Esta qualificação do direito ao ambiente está longe de ser pacífica, contrastando a perspectiva subjectivista, concernente na ideia de atribuição subjectiva de um direito na esfera individual de cada um, com uma perspectiva que tende a negar a referida dimensão.
Entendendo o direito ao ambiente como um direito subjectivo, assumindo-o igualmente como um direito negativo – um direito à abstenção por parte do Estado e de terceiros de acções ambientalmente nocivas – ou um direito de defesa, contra agressões ilegais na esfera individual constitucionalmente protegida (art. 52.º/3/a) da CRP) e considerando a sua natureza análoga a direitos, liberdades e garantias, constata-se que o mesmo beneficia do regime específico consagrado no artigo 17.º da CRP, no qual se destaca a vinculação das entidades públicas e privadas bem como a protecção do seu conteúdo essencial em caso de restrição, tendo em conta os parâmetros do art.18.º/2 e 3 da CRP.
A existência de relações jurídico públicas de ambiente constituem, igualmente, o fundamento deste direito fundamental.
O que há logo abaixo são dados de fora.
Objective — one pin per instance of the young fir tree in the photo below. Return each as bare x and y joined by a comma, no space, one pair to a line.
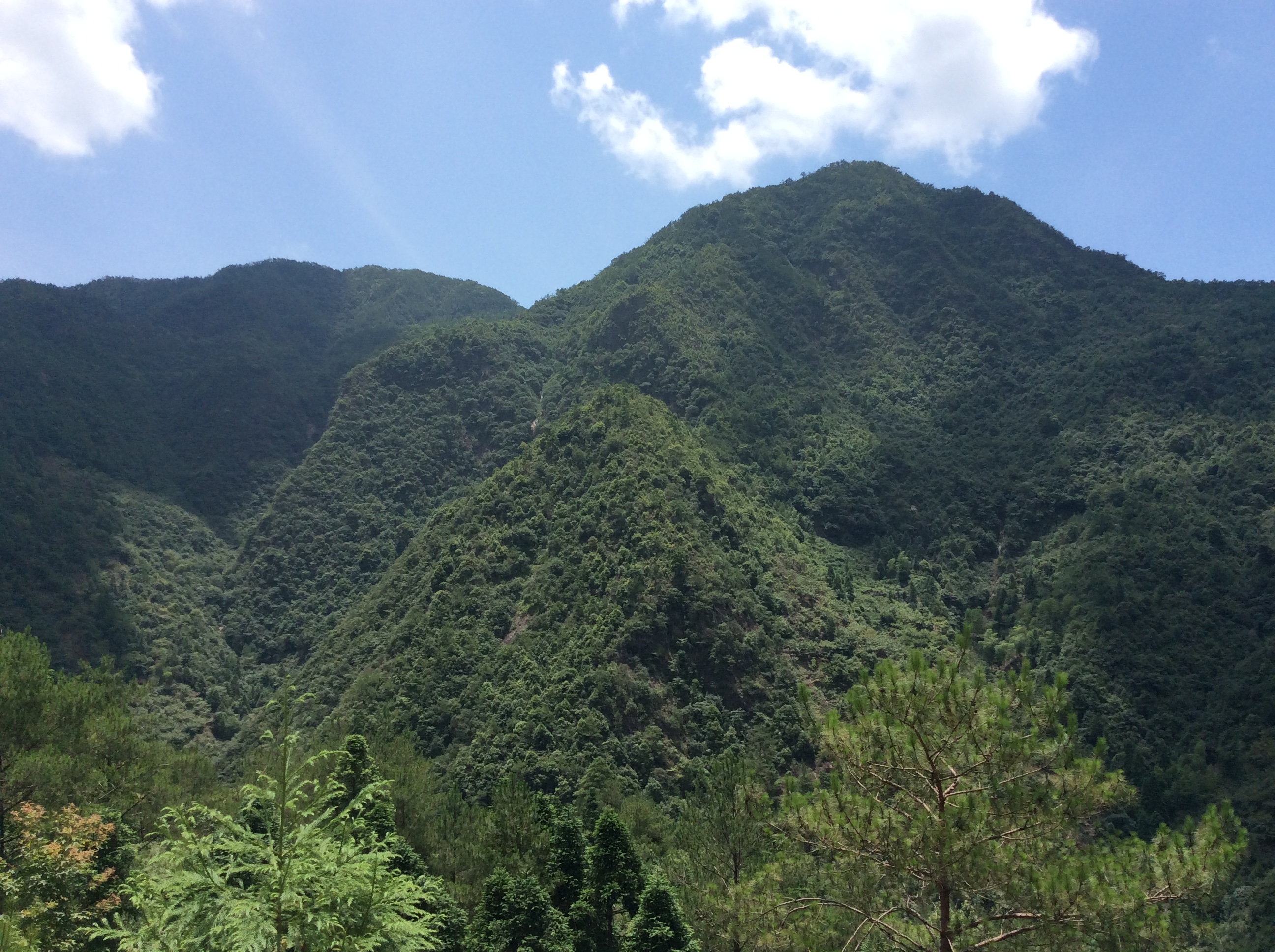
614,881
516,916
300,872
660,925
568,864
957,815
569,868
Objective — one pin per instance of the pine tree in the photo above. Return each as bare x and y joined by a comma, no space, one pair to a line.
957,815
660,925
516,916
615,880
722,847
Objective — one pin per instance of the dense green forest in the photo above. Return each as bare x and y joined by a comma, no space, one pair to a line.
587,572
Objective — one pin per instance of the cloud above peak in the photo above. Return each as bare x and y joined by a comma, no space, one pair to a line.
69,78
948,76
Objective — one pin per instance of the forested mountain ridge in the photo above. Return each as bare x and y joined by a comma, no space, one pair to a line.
801,430
201,393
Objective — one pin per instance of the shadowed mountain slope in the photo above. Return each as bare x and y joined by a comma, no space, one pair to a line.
203,391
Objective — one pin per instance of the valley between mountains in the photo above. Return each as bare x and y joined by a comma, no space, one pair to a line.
595,544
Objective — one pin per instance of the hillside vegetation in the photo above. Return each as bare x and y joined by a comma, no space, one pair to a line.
595,547
201,391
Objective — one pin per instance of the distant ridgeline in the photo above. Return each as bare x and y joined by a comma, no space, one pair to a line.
801,429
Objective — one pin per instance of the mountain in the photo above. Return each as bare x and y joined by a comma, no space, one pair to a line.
801,429
197,395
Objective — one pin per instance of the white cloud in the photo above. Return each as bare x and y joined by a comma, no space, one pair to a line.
953,76
69,78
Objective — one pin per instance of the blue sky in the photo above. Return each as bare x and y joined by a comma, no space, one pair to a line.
426,134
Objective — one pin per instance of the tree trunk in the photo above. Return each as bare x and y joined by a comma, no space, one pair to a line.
945,917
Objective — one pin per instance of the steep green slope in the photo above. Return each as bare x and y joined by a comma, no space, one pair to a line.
199,390
939,373
611,593
420,421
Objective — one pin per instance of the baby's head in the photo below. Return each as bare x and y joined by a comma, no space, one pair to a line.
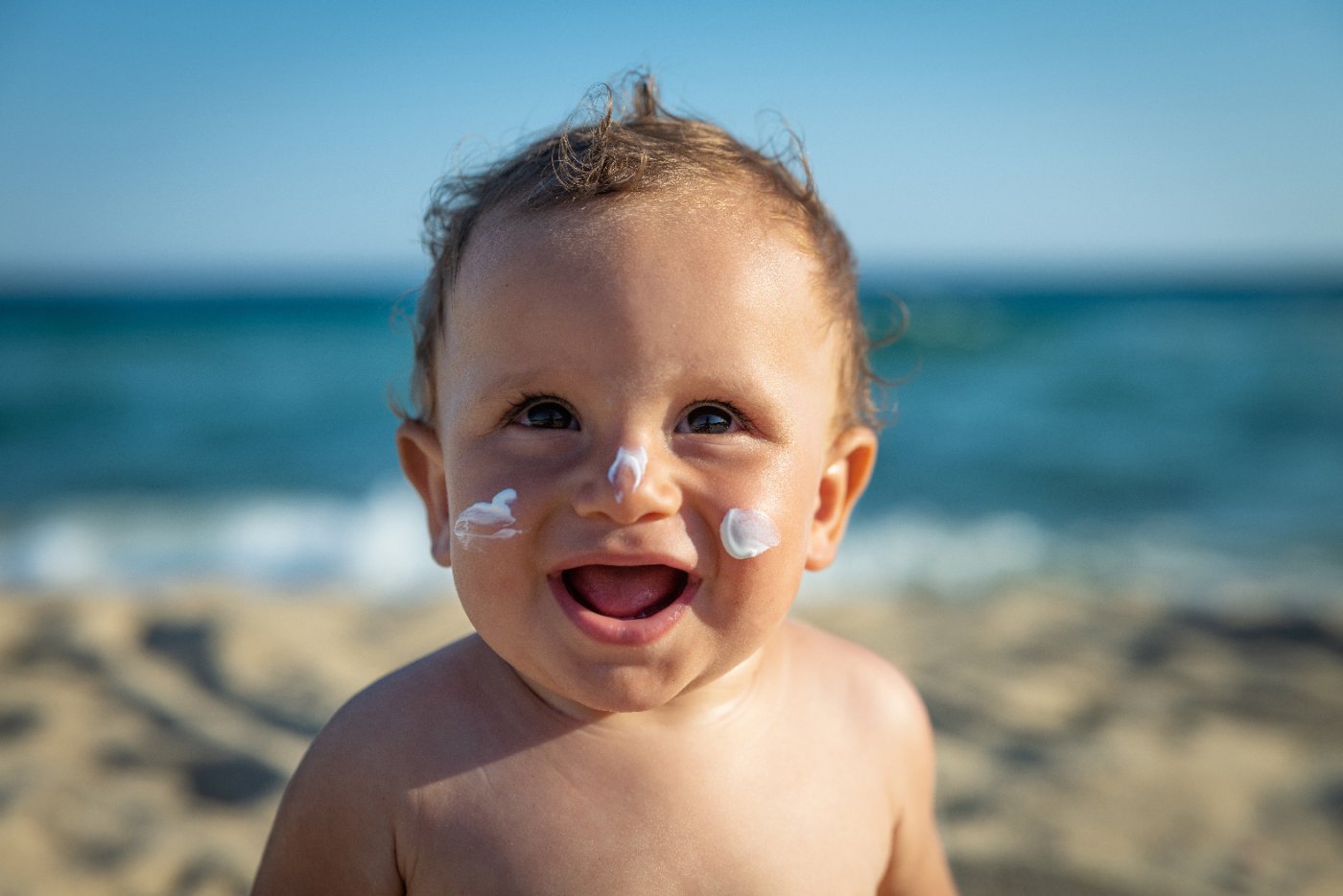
638,151
642,399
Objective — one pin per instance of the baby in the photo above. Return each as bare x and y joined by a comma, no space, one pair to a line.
642,410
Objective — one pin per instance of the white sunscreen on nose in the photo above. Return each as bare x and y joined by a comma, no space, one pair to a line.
487,519
627,468
747,533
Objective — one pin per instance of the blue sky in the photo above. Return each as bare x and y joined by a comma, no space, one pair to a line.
160,138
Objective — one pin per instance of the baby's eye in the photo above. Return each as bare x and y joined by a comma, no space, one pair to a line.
546,415
709,419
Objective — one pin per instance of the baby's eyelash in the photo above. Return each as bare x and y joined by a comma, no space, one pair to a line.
727,406
526,400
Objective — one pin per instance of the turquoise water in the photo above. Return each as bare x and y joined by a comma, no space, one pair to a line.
1189,438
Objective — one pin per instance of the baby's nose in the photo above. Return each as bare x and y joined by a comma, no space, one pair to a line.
634,483
626,470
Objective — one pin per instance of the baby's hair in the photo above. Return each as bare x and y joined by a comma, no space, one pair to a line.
634,145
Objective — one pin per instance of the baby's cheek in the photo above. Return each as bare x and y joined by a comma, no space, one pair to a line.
747,532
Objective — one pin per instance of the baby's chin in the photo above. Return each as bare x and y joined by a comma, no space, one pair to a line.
707,685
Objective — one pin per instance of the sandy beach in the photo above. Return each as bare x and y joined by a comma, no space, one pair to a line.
1090,744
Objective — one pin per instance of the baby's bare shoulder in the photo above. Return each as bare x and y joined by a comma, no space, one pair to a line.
338,825
857,681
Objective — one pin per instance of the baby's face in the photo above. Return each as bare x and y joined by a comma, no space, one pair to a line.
617,382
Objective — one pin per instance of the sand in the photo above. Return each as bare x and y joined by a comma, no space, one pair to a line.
1090,744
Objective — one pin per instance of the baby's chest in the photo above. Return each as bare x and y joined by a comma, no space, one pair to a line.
664,833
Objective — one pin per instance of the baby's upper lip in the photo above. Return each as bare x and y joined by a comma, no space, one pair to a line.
624,559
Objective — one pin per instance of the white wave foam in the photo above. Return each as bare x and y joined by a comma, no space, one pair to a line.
375,544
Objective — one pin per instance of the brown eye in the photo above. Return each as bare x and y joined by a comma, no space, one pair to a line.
708,419
547,415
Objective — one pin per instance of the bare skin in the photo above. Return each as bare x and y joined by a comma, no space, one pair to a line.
818,782
702,745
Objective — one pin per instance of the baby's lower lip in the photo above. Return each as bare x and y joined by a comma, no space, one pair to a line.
645,627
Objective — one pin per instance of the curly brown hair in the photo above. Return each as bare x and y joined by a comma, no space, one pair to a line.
634,145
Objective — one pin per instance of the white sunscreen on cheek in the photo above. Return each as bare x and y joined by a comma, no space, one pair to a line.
487,519
627,468
747,533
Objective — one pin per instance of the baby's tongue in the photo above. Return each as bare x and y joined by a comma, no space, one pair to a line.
624,593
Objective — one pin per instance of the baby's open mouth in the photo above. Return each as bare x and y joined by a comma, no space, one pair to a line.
624,593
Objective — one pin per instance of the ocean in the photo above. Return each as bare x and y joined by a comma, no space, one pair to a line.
1182,440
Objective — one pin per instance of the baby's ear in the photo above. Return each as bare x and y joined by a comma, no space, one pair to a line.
852,457
422,462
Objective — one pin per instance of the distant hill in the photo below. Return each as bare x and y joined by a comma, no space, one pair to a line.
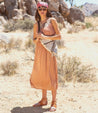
89,8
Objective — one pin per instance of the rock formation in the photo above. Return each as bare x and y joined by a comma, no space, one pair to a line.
21,9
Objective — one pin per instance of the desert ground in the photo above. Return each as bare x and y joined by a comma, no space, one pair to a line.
16,94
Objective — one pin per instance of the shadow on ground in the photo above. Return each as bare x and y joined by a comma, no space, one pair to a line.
29,110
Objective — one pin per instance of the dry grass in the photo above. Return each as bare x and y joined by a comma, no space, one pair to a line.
60,43
12,25
60,26
9,68
96,40
72,69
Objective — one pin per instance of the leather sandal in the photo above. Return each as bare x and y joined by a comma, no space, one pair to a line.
53,106
42,102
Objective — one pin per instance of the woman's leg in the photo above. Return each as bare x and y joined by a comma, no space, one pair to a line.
53,103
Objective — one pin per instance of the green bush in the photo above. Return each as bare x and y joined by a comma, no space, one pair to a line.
9,68
71,69
88,25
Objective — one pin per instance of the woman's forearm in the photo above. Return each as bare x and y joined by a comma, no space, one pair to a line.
55,37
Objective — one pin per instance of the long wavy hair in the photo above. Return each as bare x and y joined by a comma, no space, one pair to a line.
38,18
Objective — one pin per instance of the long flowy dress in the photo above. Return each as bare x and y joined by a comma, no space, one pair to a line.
44,72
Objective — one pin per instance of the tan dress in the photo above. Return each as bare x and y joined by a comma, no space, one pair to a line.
44,72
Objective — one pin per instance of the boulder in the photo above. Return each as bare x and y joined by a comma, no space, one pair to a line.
58,17
10,6
30,7
75,14
26,16
63,9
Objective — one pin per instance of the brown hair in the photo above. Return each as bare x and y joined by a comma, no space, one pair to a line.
37,16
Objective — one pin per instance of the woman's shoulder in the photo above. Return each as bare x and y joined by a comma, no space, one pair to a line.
53,19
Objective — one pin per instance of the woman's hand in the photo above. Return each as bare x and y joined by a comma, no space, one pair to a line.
41,36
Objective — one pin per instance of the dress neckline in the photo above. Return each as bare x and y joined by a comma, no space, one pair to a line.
44,20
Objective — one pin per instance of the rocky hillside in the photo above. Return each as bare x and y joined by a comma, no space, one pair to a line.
89,8
21,9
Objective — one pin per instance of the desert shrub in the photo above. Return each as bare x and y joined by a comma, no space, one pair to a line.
88,25
12,25
72,69
30,44
9,68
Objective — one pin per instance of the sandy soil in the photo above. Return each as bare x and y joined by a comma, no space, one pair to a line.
16,95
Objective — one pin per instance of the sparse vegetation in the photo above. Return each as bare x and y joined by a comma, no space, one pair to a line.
71,69
11,45
29,44
9,68
60,43
12,25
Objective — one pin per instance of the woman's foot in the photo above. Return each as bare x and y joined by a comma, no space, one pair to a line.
53,106
42,102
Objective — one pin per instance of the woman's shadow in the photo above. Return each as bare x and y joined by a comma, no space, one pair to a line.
29,110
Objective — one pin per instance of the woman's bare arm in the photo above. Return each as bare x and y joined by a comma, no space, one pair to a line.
35,38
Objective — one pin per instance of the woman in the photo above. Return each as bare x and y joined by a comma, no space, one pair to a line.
44,73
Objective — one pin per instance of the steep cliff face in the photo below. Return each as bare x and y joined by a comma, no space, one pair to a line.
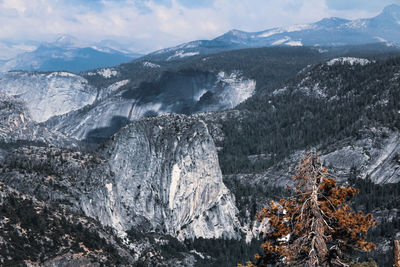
48,94
166,178
16,125
173,92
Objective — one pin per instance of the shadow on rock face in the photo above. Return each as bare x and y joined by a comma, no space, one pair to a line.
99,135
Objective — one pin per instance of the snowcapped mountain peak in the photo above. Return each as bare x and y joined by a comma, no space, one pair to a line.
331,22
66,40
391,10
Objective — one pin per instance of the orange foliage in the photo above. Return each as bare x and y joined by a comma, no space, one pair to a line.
315,226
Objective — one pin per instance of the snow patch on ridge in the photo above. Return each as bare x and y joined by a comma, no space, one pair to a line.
182,54
105,72
47,95
236,89
150,65
349,60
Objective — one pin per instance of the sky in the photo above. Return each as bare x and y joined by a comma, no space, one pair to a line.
148,25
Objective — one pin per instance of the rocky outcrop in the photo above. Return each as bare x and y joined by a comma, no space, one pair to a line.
166,178
17,126
48,94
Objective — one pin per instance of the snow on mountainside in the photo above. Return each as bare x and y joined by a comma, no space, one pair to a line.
166,177
348,60
48,94
333,31
66,54
171,93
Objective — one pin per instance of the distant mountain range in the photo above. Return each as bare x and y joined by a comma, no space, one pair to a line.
328,32
66,54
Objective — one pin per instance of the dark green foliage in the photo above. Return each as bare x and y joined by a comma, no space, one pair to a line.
223,252
383,201
37,233
277,124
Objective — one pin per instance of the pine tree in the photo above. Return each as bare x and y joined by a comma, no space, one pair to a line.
316,226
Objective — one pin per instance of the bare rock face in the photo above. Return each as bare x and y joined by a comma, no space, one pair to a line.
48,94
166,178
16,125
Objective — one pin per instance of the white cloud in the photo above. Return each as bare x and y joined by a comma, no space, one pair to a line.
151,25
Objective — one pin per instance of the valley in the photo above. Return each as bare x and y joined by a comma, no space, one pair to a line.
166,159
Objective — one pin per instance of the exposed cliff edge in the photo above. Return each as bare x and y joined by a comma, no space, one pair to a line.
166,178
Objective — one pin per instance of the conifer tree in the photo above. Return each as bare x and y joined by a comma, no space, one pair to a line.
316,226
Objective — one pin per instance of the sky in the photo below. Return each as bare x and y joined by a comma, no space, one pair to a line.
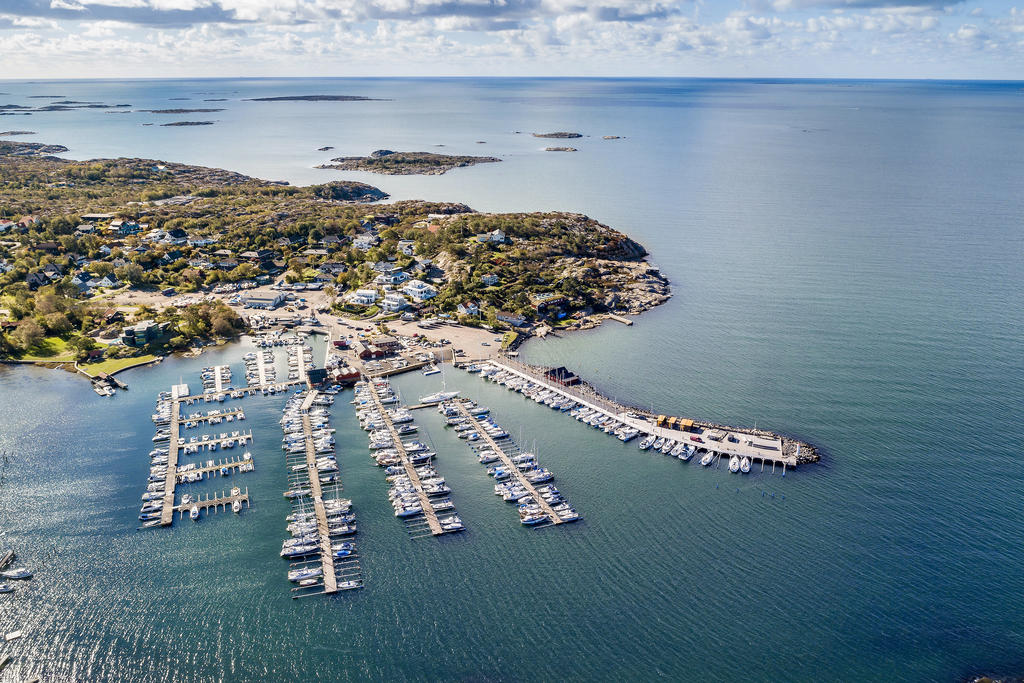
689,38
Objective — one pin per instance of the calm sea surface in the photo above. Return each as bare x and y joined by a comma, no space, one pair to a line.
848,265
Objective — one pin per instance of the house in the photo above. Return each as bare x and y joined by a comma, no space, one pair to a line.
53,271
333,268
468,308
548,301
265,301
419,290
387,343
393,278
36,280
108,282
176,237
366,350
366,242
141,333
361,297
495,237
393,302
331,242
29,221
515,319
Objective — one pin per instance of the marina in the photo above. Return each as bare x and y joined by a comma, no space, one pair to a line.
418,494
321,562
628,423
520,479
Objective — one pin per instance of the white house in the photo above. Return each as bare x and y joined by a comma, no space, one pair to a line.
468,308
393,278
366,242
393,303
361,297
419,290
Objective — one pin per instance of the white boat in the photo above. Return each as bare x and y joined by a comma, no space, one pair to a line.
19,572
432,398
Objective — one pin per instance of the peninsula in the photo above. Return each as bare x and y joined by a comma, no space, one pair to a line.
127,232
387,162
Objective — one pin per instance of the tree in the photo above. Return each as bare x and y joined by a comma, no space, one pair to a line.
28,334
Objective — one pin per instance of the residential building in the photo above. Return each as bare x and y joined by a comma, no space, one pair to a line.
468,308
393,302
419,290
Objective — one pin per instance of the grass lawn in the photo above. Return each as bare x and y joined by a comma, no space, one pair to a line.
114,365
51,349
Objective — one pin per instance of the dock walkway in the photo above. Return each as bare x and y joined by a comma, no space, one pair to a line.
327,556
753,446
222,502
512,467
414,477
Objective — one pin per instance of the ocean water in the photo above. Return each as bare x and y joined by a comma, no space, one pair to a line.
848,266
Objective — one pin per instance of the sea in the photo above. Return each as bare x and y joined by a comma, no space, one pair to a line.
847,264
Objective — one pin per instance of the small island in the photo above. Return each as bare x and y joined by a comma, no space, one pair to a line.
10,148
387,162
315,98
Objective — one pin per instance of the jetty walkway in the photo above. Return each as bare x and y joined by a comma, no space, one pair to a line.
428,510
755,446
507,461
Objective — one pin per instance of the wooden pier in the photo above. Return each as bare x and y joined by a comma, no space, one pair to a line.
512,467
205,418
171,480
229,464
327,556
750,445
414,477
219,504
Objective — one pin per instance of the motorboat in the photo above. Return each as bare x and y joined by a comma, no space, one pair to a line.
18,573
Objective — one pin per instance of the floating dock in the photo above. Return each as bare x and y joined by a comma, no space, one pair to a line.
217,504
756,446
507,461
428,511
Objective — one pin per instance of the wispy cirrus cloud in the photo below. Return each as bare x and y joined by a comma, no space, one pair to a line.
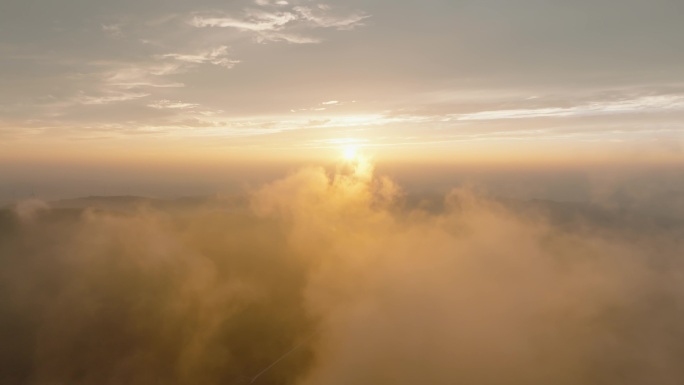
292,25
657,103
217,56
166,104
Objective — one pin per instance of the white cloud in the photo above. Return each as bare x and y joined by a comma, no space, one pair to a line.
110,98
174,105
286,25
143,75
217,56
320,17
642,104
255,21
113,30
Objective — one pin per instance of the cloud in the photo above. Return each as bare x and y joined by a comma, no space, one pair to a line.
335,277
111,98
658,103
113,30
168,104
270,25
217,56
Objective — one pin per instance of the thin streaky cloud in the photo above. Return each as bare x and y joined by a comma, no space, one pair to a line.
642,104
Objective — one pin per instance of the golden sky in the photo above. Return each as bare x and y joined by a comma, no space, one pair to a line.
182,84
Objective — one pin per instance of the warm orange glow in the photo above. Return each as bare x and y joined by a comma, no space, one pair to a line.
350,153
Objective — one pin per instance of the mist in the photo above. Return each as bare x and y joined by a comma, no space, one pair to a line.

Nessa medida, as relações jurídicas ambientais tendem a ser vistas como relações multilaterais que contam com a intervenção de várias entidades, não só a Administração e o poluidor como também terceiros afectados.
A importância da ideia de relação jurídica multilateral encontra-se patente a nível do licenciamento industrial, em cujo âmbito se processa a formação de uma relação duradoura entre o industrial, a Administração e os demais interessados.
Uma vez contemplado o regime do licenciamento industrial, estabelecido no Decreto-Lei n.º 69/2003 alterado pelo decreto-lei n.º 183/2007, de 10 de Abril, regulamentado pelo Decreto Regulamentar n.º 8/2003, de 11 de Abril que foi alterado pelo decreto n.º61/2007, verifica-se que o respectivo não se encontra vocacionado para a protecção exclusiva de um determinado interesse privado ou público mas para a contemporização de múltiplos interesses privados e públicos. Deste modo, se por um lado, impera o objectivo de promover o exercício da actividade industrial por outro, impõe-se a protecção e salvaguarda de outros interesses, sendo particularmente relevante a garantia da qualidade ambiental.
Para efeitos de definição do respectivo regime de licenciamento industrial, os estabelecimentos industriais são classificados de tipo 1 a 4, sendo esta classificação definida por ordem decrescente do grau de risco potencial para a pessoa humana e para o ambiente, inerente ao seu exercício (art. 2.º do decreto regulamentar n.º 8 /2003, de 11 de Abril). A portaria n.º 464/2003, de 6 de Junho, define as características inerentes a cada um dos graus de classificação e identifica a entidade coordenadora do processo de licenciamento para cada tipo de estabelecimento industrial.
Contando com o que foi exposto, o industrial para dar inicio ao exercício da sua actividade devidamente autorizada, terá de obter as mais variadas licenças que lhe são exigidas tendo em conta o tipo de estabelecimento que pretende instalar. Neste contexto, precedem-no aprovações de localização (art. 4.º do decreto Regulamentar), licenças de obras (art. 13.º de DR), licenças de utilização, eventuais licenças sanitárias, e um, também eventual, procedimento de avaliação de impacte ambiental (de acordo com o art. 12.º n.º2 alínea a) do DL n.º 69/2003 emitida nos termos DL n.º 69/2000, de 3 de Maio) ou licença ambiental (de acordo o artigo 12.º n.º 2 alínea c) do DL n.º 69/2003 emitida nos termos do DL n.º 194/2000 de 21 de Agosto) e tudo isto a cargo de diferentes entidades, umas da Administração central e outras de local.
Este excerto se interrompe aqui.